# Metallica inspired sculpture



## Revekka (Aug 20, 2011)

This is a sculpture I made inspired by Metallica's song "The Unforgiven II". You can see a few cracks from it being dropped and glued back together, but I think it adds character to it. It was originally for my high school sculpture class but I really liked it so I kept it on my desk. Most people in my class were making teapots, plates, and pots, but I decided to try something a little different. I am a Metallica fan and "The Unforgiven II" is one of my favourite songs. The sculpture is a visualization of the lines "the door is locked now, but it's open if you're true. If you can understand the me, then I can understand the you." It's kind of hard to see the words in the picture, as I'm not really the greatest photographer. 
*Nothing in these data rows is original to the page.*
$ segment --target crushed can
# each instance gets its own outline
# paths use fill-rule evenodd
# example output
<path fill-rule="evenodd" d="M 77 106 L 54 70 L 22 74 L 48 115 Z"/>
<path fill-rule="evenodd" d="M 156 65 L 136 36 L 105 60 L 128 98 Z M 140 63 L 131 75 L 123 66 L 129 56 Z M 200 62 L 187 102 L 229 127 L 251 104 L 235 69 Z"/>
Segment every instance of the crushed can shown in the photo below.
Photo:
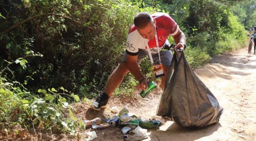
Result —
<path fill-rule="evenodd" d="M 119 122 L 119 119 L 111 119 L 109 121 L 109 126 L 110 127 L 114 127 L 116 125 L 118 125 Z"/>
<path fill-rule="evenodd" d="M 136 119 L 134 121 L 130 120 L 129 122 L 122 122 L 119 120 L 119 126 L 120 127 L 123 127 L 126 125 L 133 125 L 135 127 L 139 126 L 139 120 Z"/>
<path fill-rule="evenodd" d="M 99 118 L 96 118 L 91 120 L 83 121 L 85 127 L 92 126 L 93 125 L 99 125 L 101 123 L 101 119 Z"/>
Made with clay, acrylic paint, and varnish.


----------



## Ghastlydoor (Aug 21, 2011)

Ha! It wasn't ANYTHING like what I invisioned when I opend the thread. I think it's eccentric and cool to REALLY like such a thing, and keep reparing it. I like it and appreciate it. The piece speaks of an independant, quirky spirit, with a generous sense of humor.


----------



## EvilAngel (Aug 29, 2011)

​Metallica FTW!. Very creative work. I like it.


----------



## Jinxi (Aug 30, 2011)

I must be honest, I too expected something quite different.  This is a very creative work. The way in which you have incorporated the lyrics from the song makes the piece truly skillful. I am sure your teacher was very impressed with your unique take on the project. Well done!


----------